# pacman frogs reputation and behaviour.



## BlackRose (Jul 8, 2007)

ok i have to ask do pacman frogs have teeth. and does their bite hurt? ive been told yes to both these and no to others. and pollywog do you still have them available?


----------



## PeterUK (Jun 21, 2008)

They do have something which are called teeth by many people but they are actually a fixed part of the jaw bone ( i cant remeber the exact fancy name for them). The bite will obviously depend on the size of the frog and your particular pain threshold and will you will know you have been bitten but it isnt in the same league as say a monitor or iguana. I have been bitten and it was almost an 'ouch' but my friend was bitten and he cried like a little girl :whistling2:

Here is a skull of a horned frog showing the 'teeth'. what is doesnt show is the large almost canine front 'teeth'
http://www.skullsunlimited.com/graphics/tq-187-lg.jpg


----------



## Marinam2 (Sep 4, 2007)

I dont recall mine having teeth but then you are not really at risk of being bitten.
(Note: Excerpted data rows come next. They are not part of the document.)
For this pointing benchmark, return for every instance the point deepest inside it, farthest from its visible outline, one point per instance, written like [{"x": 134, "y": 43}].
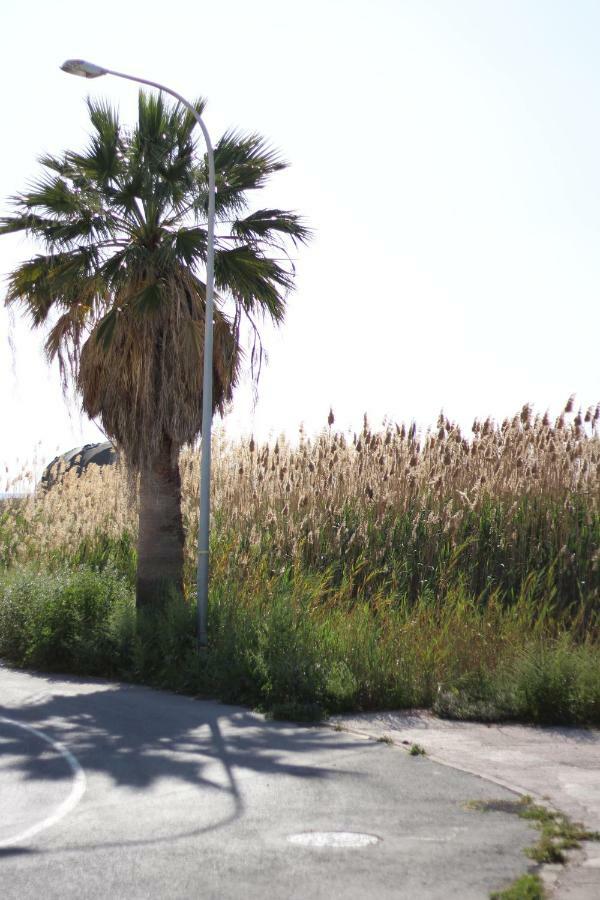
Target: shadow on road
[{"x": 137, "y": 737}]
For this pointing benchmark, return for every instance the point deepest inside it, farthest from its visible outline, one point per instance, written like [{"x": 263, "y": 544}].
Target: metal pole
[{"x": 207, "y": 392}]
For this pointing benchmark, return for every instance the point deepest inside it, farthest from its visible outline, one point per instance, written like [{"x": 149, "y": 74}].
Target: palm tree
[{"x": 120, "y": 282}]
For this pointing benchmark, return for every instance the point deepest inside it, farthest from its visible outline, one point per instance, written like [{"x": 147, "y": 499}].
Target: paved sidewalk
[{"x": 557, "y": 766}]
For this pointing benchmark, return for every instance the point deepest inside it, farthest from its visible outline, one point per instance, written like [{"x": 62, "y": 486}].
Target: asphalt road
[{"x": 114, "y": 791}]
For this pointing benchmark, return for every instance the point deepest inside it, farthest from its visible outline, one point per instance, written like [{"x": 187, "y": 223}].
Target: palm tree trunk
[{"x": 161, "y": 538}]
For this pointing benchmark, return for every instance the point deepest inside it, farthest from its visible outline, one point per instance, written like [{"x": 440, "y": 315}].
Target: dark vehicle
[{"x": 79, "y": 459}]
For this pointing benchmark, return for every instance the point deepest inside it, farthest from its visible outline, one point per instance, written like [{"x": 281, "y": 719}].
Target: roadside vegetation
[{"x": 384, "y": 569}]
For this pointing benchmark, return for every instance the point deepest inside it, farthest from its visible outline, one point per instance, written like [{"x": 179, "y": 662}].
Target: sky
[{"x": 445, "y": 152}]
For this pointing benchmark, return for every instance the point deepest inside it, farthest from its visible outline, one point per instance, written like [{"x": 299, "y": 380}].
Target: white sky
[{"x": 445, "y": 151}]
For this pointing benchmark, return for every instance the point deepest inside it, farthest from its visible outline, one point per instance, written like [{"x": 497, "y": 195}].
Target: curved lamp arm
[{"x": 91, "y": 70}]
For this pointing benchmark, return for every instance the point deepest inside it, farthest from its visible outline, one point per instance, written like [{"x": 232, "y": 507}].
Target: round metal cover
[{"x": 339, "y": 839}]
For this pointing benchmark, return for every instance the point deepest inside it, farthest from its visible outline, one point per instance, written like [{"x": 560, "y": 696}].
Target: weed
[
  {"x": 557, "y": 832},
  {"x": 417, "y": 750},
  {"x": 527, "y": 887}
]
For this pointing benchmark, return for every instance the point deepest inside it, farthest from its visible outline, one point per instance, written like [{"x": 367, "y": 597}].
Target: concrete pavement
[
  {"x": 556, "y": 766},
  {"x": 110, "y": 790}
]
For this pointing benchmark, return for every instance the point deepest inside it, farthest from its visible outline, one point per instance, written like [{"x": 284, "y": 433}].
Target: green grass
[
  {"x": 527, "y": 887},
  {"x": 291, "y": 645},
  {"x": 557, "y": 835},
  {"x": 417, "y": 750}
]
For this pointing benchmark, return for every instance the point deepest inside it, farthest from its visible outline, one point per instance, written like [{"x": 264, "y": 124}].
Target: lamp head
[{"x": 83, "y": 68}]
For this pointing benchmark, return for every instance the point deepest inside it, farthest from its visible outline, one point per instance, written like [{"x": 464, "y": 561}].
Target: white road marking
[
  {"x": 77, "y": 789},
  {"x": 333, "y": 839}
]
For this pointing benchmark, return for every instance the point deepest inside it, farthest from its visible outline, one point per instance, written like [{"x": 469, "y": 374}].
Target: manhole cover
[{"x": 333, "y": 839}]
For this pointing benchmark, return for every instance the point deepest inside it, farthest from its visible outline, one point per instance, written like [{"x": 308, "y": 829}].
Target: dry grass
[{"x": 515, "y": 507}]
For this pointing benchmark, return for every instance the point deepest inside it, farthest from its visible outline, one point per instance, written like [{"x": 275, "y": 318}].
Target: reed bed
[
  {"x": 379, "y": 569},
  {"x": 511, "y": 509}
]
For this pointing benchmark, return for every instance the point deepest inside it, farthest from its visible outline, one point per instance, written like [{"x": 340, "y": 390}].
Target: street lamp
[{"x": 90, "y": 70}]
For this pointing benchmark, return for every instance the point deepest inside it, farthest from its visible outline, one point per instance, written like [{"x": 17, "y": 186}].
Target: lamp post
[{"x": 90, "y": 70}]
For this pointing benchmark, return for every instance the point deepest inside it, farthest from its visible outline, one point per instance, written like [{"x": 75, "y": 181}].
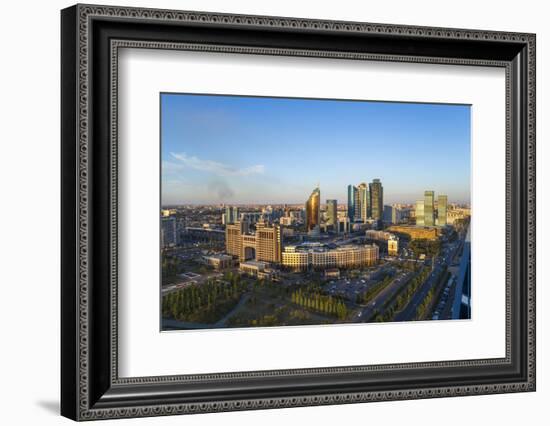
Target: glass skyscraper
[
  {"x": 362, "y": 207},
  {"x": 313, "y": 210},
  {"x": 332, "y": 213},
  {"x": 352, "y": 194},
  {"x": 376, "y": 199},
  {"x": 428, "y": 208},
  {"x": 442, "y": 210}
]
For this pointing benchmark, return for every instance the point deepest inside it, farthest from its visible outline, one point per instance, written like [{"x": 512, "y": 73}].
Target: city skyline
[{"x": 246, "y": 150}]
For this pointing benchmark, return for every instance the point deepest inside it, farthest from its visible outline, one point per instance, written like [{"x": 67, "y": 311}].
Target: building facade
[
  {"x": 376, "y": 199},
  {"x": 263, "y": 245},
  {"x": 363, "y": 203},
  {"x": 429, "y": 208},
  {"x": 302, "y": 258},
  {"x": 313, "y": 211},
  {"x": 332, "y": 213},
  {"x": 419, "y": 213},
  {"x": 352, "y": 198},
  {"x": 393, "y": 246},
  {"x": 168, "y": 234},
  {"x": 442, "y": 210}
]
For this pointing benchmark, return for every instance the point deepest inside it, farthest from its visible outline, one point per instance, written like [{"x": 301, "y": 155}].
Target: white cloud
[{"x": 215, "y": 167}]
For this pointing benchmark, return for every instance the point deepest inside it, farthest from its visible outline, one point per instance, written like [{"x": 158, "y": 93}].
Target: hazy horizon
[{"x": 249, "y": 150}]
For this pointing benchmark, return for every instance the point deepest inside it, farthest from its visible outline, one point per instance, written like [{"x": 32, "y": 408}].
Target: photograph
[{"x": 291, "y": 211}]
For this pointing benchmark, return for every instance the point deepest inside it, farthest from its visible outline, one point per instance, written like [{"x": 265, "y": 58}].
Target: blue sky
[{"x": 233, "y": 149}]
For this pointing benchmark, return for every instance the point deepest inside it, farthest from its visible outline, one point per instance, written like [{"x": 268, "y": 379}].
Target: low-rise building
[
  {"x": 219, "y": 261},
  {"x": 257, "y": 269},
  {"x": 321, "y": 257}
]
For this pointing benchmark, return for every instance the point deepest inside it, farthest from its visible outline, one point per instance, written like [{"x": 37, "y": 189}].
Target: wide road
[
  {"x": 409, "y": 312},
  {"x": 380, "y": 299}
]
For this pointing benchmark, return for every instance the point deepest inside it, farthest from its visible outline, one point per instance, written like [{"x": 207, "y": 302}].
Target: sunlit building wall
[
  {"x": 332, "y": 213},
  {"x": 313, "y": 210},
  {"x": 428, "y": 208},
  {"x": 442, "y": 210},
  {"x": 352, "y": 191},
  {"x": 168, "y": 237},
  {"x": 363, "y": 202},
  {"x": 419, "y": 213},
  {"x": 376, "y": 199},
  {"x": 304, "y": 258}
]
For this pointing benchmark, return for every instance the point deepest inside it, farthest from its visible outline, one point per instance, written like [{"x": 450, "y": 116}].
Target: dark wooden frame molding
[{"x": 91, "y": 37}]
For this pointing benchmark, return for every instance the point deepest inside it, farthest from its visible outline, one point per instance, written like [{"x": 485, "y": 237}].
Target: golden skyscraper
[{"x": 313, "y": 210}]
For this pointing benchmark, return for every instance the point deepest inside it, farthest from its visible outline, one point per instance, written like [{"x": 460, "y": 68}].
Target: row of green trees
[
  {"x": 398, "y": 302},
  {"x": 372, "y": 291},
  {"x": 321, "y": 303},
  {"x": 426, "y": 308},
  {"x": 205, "y": 302},
  {"x": 424, "y": 246}
]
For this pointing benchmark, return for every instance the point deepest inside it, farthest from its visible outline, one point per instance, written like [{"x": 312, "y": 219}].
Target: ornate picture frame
[{"x": 90, "y": 39}]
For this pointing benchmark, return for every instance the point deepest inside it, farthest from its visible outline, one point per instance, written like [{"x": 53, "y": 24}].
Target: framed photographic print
[{"x": 263, "y": 212}]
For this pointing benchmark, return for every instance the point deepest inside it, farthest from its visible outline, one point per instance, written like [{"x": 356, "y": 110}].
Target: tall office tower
[
  {"x": 168, "y": 234},
  {"x": 419, "y": 213},
  {"x": 332, "y": 213},
  {"x": 376, "y": 199},
  {"x": 388, "y": 214},
  {"x": 442, "y": 210},
  {"x": 233, "y": 240},
  {"x": 428, "y": 208},
  {"x": 363, "y": 202},
  {"x": 268, "y": 243},
  {"x": 352, "y": 191},
  {"x": 313, "y": 210},
  {"x": 231, "y": 215}
]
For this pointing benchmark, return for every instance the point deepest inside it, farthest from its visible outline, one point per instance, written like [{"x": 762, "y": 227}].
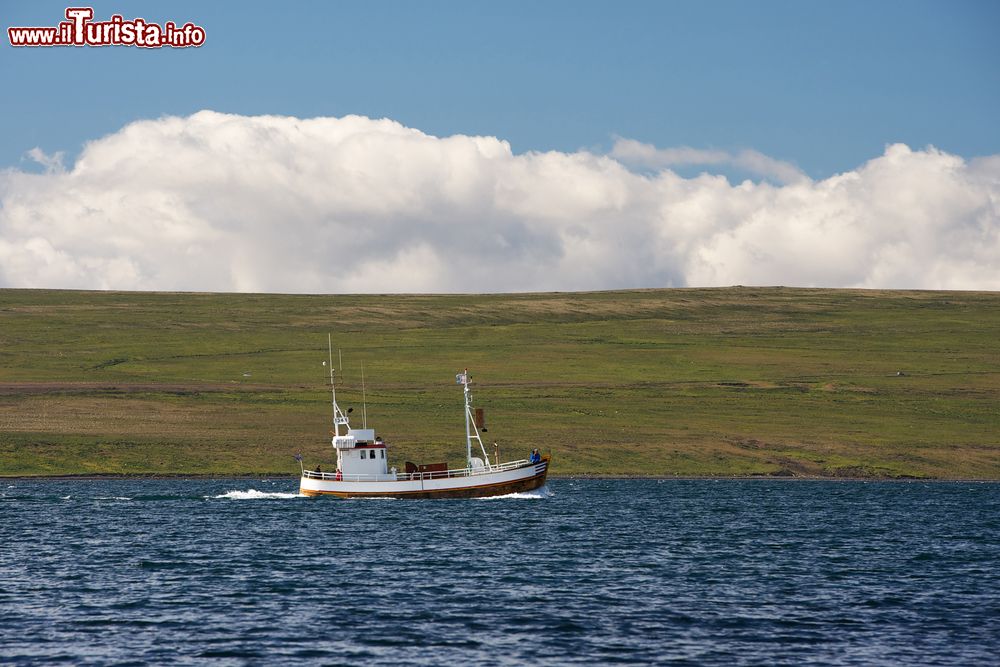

They are lazy fat eating machines.

Marina


----------



## salad dodger (Feb 13, 2007)

Marinam2 said:


> .
> 
> They are lazy fat eating machines.


which is why i got 1 :2thumb:
birds of a feather n all that :lol2:


----------



## Pliskens_Chains (Jun 8, 2008)

no they dont have teeth they have a bony ridge not completely disimilar to that of a pyxie frog, however i would rather be bitten by a adult pacman than an adult pyxie, being bitten by a pyxie frog is likend to that of having your finger slammed between 2 pieces of jagged glass.
their behaviour is individualistic, some are slightly more active that others, some are tamer and will actually "wake up" when they know their human is going to feed them. they are mostly ambush predators and that is why they are more often viewed motionless half buried in their substrate.


----------



## BlackRose (Jul 8, 2007)

oh good lol, cos that skull looks scary. would they peirce the skin with the ridge? and what about the canines? bit worried about that, not that i would be handling it alot. i know it depends on the individual but ive been told they are lovely, dont tend to bite and are great for beginners. yet on youtube they turn quickly and bite people. how are they at jumping and vocally? i am thinking of getting one from pollywog but need to sell my axies...please buy them lol. dropped them to 40.


----------



## _simon_ (Nov 27, 2007)

If you want a pet to handle then I don't think frogs are what you should be looking at. Remember they will absorb whatever is on your hands through their skin which won't do them any good. They're not great jumpers, not really built for it. They're very good at lunging for food though lol Vocally I'm not sure. My young possibly female frog makes an odd quiet clicking noise now and again.


----------



## captaincarot (Mar 20, 2008)

rule 1) of frog keeping, handle them as little as possible.

as for horned fogs, their usual activity, is feigning sleep in order to grab whatever happens to be passing their nose.


----------



## Pliskens_Chains (Jun 8, 2008)

Pacmans are great frogs, they are not for handling though, same rule as with other amphibians.
ive not heard of their bite piercing the skin unlike with a pyxie frog but i guess it could be possible, just ive never seen it.


----------